Cada mañana, el sonido del timbre anuncia algo más que el inicio del recreo. En cinco escuelas periurbanas y rurales de Cusco, significa que 1.225 niñas y niños reciben hoy un refrigerio saludable, seguro y preparado con cuidado. Frutas frescas, líquidos adecuados y prácticas de higiene se han convertido en parte de la rutina escolar, fortaleciendo la salud y el bienestar desde los primeros años de vida.
Este cambio no ocurrió por casualidad. Personas responsables de cocina fueron capacitadas en alimentación saludable y manipulación segura de alimentos, mejorando las condiciones de preparación y consumo dentro de las instituciones educativas. A ello se suma un acompañamiento permanente del equipo técnico del Centro Guamán Poma de Ayala, que asegura que lo aprendido se traduzca en prácticas reales y sostenidas.
Las familias también son parte del proceso. Desde casa, aportan frutas y bebidas saludables, reforzando el valor nutricional del refrigerio y trasladando estos aprendizajes al entorno familiar. Así, la escuela se convierte en un espacio que no solo educa, sino que modela hábitos saludables que acompañan a la niñez más allá del aula.

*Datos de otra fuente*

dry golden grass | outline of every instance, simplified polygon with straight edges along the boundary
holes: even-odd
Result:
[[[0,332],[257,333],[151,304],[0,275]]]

El seguimiento permitió identificar avances desiguales. En algunas instituciones, el acceso a alimentos y el acompañamiento familiar facilitan la adopción de estos hábitos; en otras, especialmente en contextos más alejados o con familias monoparentales, persisten mayores desafíos. Reconocer estas brechas ha sido clave para ajustar las estrategias y no dejar a nadie atrás. Estas acciones forman parte del proyecto “Estrategias de cuidado de la salud y la autoestima de la infancia en 5 escuelas rurales de Cusco (Perú)”, con el apoyo de la Diputación de Córdoba y los ayuntamientos de Montilla, Montemayor, Moriles, Santaella, Nueva Carteya y La Rambla. Una experiencia que demuestra que mejorar un refrigerio escolar es también invertir en dignidad, equidad y futuro.